Tuesday, February 24, 2009

Handle Your Shipping

In efforts to prevent fraud and scams to my customer and myself I have been using a few safe guards, but I'm finding that as business grows, so do problems.

PayPal has a buyer/seller protection program. The guidelines are rather simple and include ship to confirmed addresses and use tracking. I am currently using first class USPS with delivery confirmation and completely blocked orders from unconfirmed address. If a non-receipt of order dispute arises I can provide this information and be awarded as the winner. But, I don't really feel like a winner. I might have the money in my hand, but the poor customer has nothing. I'm an optimistic person and try not to think that customer is trying to get over and that the postal service does deliver packages to their destinations. But I know better than that. I received a neighbors retirement check and hand delivered it myself. Once one of my packages was delivered, but returned to the post office, then delivered again because the package had scribbles on it. Also, dishonest people will scam when they see the opportunity.

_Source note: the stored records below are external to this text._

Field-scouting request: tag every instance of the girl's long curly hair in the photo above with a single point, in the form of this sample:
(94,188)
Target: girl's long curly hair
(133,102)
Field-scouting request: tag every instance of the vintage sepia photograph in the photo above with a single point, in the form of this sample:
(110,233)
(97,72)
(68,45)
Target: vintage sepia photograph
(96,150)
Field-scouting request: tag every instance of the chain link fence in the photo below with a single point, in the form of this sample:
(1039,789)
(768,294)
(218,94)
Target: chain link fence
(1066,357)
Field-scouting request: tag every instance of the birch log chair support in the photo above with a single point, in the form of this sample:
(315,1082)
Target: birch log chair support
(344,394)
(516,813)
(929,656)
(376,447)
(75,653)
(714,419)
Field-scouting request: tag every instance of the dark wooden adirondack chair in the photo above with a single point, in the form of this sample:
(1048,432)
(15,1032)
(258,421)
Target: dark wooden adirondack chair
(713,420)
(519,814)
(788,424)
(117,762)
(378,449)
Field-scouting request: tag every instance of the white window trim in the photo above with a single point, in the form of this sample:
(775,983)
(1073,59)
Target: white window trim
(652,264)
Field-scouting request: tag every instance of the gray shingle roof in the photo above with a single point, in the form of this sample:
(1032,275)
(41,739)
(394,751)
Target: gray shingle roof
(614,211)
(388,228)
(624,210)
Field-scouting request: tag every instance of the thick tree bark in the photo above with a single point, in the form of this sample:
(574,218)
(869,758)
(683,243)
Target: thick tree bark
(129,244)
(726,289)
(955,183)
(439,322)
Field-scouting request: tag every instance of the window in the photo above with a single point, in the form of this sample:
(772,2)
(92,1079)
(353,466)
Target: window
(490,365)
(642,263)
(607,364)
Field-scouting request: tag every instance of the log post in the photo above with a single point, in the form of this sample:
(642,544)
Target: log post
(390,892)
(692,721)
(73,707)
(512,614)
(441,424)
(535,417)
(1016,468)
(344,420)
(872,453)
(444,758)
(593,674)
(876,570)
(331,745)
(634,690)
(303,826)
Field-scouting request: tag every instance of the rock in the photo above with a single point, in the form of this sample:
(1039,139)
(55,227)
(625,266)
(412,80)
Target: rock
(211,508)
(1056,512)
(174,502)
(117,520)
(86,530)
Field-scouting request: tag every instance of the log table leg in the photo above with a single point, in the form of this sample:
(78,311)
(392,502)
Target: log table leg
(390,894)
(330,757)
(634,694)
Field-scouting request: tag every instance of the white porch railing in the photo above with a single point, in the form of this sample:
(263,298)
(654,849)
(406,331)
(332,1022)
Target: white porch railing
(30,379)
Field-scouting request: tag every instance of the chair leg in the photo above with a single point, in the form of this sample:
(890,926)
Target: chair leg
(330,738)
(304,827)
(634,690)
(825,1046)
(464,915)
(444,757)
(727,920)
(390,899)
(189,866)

After receiving an order of $300+, I decided that delivery confirmation wasn't enough and had it insured. With insured packages of $200+ the recipient has to sign for it. The postage was roughly $5 extra which is well worth the peace of mind that I was protected and a full investigation would be launched if a problem did arise. Since then, I have been insuring orders of $30+ and not even charging extra for it.

I have thought about changing my s/h rates from by number of items to a scale based on the price of the order.

What precautions or measures do you use to safe guard your shipments and insure delivery? If you have any shipping advice please share!

1 comment:

Lisa @ Serah's said...

I agree with you taking safeguards and it sounds like you're taking some good ones. I do delivery confirmation for packages under $100. For packages over $100, I've used UPS because they actually track your package and USPS told me that they just guarantee that it will get to the city not the address with delivery confirmation. I'm going to try the insured and signature confirmation for packages over a certain amount as well.

I'm sure your customers appreciate you taking these safeguards. Thanks for sharing.